May 16, 2011
By Karl Wickstrom
Check your rear view mirror, folks.
It's gaining on us—another threat to our traditional fishing ways.
We refer to “No Motor Zones,” a catch-all generalization that can refer to anything from de facto no-fishing zones to not even allowing a motor to be installed on the fishing craft.
Some of these zones are being pushed by people who are either anti-fishing or ignorant of what really is going on in our inshore waters and would just as soon see the public shut out.
Unfortunately, quite a few fishermen have bought into the idea of “no motor zones” without realizing what the prohibitions could mean for anglers who have spent generations enjoying the backcountry.
While it's true that we might welcome an end to certain flats cowboys running the flats, the other extreme of no motors at all would completely ruin much of what we do, for no good reasons.
The answer, we'd suggest, is to implement “off-plane slow zones” where appropriate but allow our putt-putt adjustments.
Many of us have spent countless years “kicking and drifting,” as we fish the Everglades and flats throughout the state. Think of the storied Snake Bight Canal where boaters routinely motor upstream to fish runoffs farther north. Make us try to pole upcurrent there?
In the real world, sportsmen need to use their motors, off-plane when so desired, but in use at slow speed.
To ban this slow-speed use should be done only in extreme and rare instances, with very few exceptions.

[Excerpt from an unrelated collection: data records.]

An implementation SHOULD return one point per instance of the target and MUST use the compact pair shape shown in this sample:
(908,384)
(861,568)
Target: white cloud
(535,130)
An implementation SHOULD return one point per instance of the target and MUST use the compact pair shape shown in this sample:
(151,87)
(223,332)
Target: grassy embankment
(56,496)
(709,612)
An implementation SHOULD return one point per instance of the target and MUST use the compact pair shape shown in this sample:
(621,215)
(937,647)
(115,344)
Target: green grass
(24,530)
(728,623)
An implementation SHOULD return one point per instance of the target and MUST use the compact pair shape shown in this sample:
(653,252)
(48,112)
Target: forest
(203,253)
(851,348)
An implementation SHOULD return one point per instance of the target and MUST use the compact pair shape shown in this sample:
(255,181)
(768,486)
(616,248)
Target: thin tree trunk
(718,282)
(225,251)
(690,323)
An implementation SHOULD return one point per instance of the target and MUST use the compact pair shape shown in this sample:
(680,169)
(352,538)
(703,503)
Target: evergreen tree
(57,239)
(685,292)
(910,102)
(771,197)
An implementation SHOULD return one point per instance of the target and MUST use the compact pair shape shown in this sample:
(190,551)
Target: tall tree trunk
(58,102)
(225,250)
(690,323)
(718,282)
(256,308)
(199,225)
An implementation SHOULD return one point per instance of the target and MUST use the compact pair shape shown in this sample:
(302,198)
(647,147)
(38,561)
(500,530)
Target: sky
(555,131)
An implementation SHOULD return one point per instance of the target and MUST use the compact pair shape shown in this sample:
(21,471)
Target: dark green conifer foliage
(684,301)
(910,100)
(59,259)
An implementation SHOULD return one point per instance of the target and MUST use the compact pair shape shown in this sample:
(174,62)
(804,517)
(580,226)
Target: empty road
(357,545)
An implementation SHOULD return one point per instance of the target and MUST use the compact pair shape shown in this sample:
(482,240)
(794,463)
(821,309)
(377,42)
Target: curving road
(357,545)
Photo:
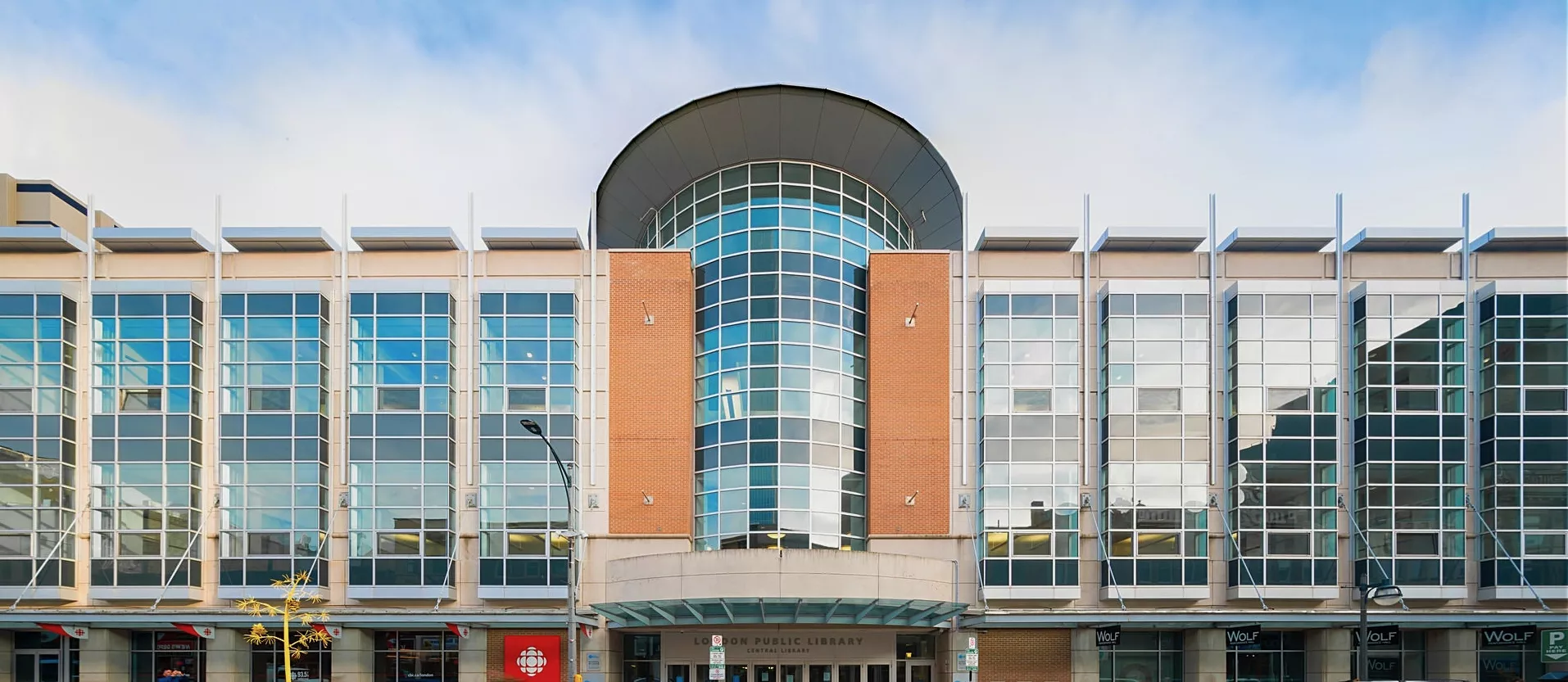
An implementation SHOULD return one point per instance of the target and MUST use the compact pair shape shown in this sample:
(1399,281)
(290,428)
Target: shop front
(782,656)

It may be noted that the spectacular Tarpon Bay on Sanibel Island is sometimes referred to as a “no motor zone.” In truth, the requirement there is simply that boats go slow, off-plane.
With all the agonies boaters have gone through because of the manatee extremists and their continuing falsifications, it's a dang shame we have to go through the no-motor excesses coming from a handful of bureaucrats. But we have no choice but to battle once again for our fishing traditions.

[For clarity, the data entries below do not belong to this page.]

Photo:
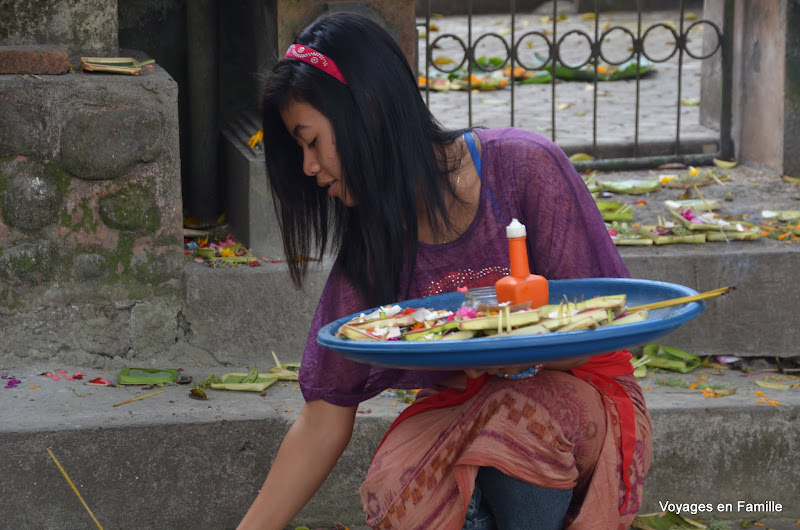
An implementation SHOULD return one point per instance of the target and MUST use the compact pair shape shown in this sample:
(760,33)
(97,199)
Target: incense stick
(683,300)
(136,399)
(73,488)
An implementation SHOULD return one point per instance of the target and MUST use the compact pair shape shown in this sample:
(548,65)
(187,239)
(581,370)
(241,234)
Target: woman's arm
(307,455)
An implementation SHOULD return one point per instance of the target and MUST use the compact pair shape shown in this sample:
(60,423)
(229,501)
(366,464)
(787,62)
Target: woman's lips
(333,189)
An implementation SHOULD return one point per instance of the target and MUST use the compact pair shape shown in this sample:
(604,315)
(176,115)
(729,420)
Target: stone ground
(749,192)
(660,104)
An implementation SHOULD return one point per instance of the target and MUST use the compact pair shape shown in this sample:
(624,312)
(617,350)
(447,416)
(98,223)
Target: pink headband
(314,58)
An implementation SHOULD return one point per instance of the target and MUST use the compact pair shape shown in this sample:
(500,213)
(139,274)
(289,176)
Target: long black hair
(392,153)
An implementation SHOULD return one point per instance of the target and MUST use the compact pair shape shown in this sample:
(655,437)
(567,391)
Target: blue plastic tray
(491,352)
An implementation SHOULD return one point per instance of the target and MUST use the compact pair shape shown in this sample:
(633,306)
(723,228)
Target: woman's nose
(310,164)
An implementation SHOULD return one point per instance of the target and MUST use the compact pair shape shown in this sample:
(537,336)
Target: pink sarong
(554,430)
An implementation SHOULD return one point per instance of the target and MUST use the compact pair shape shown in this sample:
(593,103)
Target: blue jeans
(501,502)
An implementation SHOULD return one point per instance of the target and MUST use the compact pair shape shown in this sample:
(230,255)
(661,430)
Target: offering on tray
(394,323)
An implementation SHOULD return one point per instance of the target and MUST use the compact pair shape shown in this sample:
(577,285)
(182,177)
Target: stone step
(240,314)
(168,461)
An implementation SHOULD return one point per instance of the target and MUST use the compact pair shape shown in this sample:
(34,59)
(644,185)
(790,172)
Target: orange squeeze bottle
(521,286)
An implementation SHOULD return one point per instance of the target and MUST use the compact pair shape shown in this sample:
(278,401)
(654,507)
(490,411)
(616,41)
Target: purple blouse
(524,175)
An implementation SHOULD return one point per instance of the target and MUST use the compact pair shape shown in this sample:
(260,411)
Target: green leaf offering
(669,358)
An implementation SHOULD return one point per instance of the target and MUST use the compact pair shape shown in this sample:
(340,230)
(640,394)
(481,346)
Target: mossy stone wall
(91,246)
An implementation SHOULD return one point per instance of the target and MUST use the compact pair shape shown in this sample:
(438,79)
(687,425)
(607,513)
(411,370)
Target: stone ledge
(33,60)
(240,314)
(148,461)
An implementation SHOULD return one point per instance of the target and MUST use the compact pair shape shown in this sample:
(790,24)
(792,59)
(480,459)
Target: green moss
(33,264)
(132,209)
(87,223)
(121,255)
(61,177)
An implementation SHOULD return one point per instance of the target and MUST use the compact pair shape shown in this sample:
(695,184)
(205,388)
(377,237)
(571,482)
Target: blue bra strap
(473,150)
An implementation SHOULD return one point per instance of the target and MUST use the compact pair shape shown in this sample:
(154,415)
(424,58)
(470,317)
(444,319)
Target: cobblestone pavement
(659,101)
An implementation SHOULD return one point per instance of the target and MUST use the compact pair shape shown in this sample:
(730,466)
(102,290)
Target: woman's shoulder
(522,143)
(512,134)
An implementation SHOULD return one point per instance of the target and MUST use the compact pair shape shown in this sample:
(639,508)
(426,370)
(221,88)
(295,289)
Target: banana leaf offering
(615,211)
(688,180)
(669,358)
(717,227)
(631,187)
(670,232)
(623,234)
(423,324)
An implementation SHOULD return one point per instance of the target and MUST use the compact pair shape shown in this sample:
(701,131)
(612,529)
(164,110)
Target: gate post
(765,89)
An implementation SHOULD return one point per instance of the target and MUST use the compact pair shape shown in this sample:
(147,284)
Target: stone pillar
(766,83)
(397,16)
(87,27)
(203,181)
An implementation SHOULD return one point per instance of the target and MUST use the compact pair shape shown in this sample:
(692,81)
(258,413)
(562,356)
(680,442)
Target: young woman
(357,164)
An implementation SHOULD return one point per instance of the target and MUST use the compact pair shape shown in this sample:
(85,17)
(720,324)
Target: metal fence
(546,50)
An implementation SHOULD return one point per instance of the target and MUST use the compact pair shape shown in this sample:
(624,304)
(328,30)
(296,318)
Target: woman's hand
(307,455)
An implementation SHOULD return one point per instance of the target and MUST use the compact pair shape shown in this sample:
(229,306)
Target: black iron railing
(595,44)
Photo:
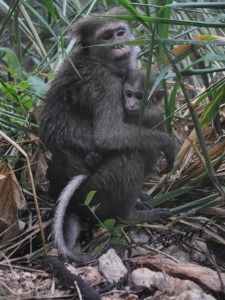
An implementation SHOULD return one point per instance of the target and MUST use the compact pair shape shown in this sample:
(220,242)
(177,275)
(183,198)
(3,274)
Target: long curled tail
(60,214)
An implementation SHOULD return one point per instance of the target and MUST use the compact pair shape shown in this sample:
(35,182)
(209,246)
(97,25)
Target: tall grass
(182,42)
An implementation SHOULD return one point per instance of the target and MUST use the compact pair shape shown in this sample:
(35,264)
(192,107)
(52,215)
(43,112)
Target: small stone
(111,266)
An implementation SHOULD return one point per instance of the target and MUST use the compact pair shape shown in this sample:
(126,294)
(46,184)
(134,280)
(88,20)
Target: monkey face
(133,100)
(115,32)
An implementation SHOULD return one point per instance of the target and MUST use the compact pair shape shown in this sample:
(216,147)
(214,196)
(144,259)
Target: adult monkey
(84,113)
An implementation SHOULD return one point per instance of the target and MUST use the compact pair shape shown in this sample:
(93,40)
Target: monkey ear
(159,94)
(118,10)
(83,29)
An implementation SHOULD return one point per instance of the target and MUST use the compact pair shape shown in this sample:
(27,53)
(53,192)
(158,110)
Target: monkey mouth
(121,52)
(132,112)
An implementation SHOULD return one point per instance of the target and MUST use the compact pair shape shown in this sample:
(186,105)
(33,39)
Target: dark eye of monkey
(128,94)
(139,97)
(120,32)
(108,36)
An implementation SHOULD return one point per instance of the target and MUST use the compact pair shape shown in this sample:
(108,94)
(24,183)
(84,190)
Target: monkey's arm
(93,159)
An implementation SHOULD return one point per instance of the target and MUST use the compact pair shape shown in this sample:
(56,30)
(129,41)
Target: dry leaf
(11,196)
(201,275)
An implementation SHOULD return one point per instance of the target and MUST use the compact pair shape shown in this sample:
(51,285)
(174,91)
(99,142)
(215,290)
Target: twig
(32,186)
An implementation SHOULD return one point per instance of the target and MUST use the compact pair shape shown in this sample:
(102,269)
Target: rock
(195,295)
(111,266)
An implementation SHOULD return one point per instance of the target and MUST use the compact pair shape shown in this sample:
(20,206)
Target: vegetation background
(183,42)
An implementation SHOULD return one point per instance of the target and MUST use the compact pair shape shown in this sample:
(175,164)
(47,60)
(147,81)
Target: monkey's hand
(93,159)
(154,215)
(143,202)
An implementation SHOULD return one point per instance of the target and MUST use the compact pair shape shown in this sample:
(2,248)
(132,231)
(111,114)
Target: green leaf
(38,86)
(12,62)
(109,224)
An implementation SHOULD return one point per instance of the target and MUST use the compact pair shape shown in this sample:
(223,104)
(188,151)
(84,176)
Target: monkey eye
(107,36)
(128,94)
(139,97)
(120,32)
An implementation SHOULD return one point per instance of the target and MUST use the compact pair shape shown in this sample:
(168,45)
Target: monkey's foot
(158,215)
(53,265)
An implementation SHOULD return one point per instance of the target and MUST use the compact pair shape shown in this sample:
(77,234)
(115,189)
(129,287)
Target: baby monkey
(150,116)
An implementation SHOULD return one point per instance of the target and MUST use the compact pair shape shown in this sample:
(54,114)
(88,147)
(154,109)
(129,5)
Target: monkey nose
(118,46)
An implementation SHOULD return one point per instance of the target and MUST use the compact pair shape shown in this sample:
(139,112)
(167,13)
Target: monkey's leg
(56,267)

So the next time someone chimes in for “no motor zones,” find out exactly what is meant. Are they referring to combustion motors off plane, electric motors only, paddling only or perhaps not even allowing motors installed on the vessel?
Some argue that the no-use of motors is necessary because of boaters speeding in the shallows. But that argument fails if boaters are required to be off-plane, yet still able to putt to the next shoreline.
At any rate, we keep hoping that more of the people making these important decisions will spend more quality time actually out on the flats, where citizens are directly affected.
Let's putt when necessary. But not stop.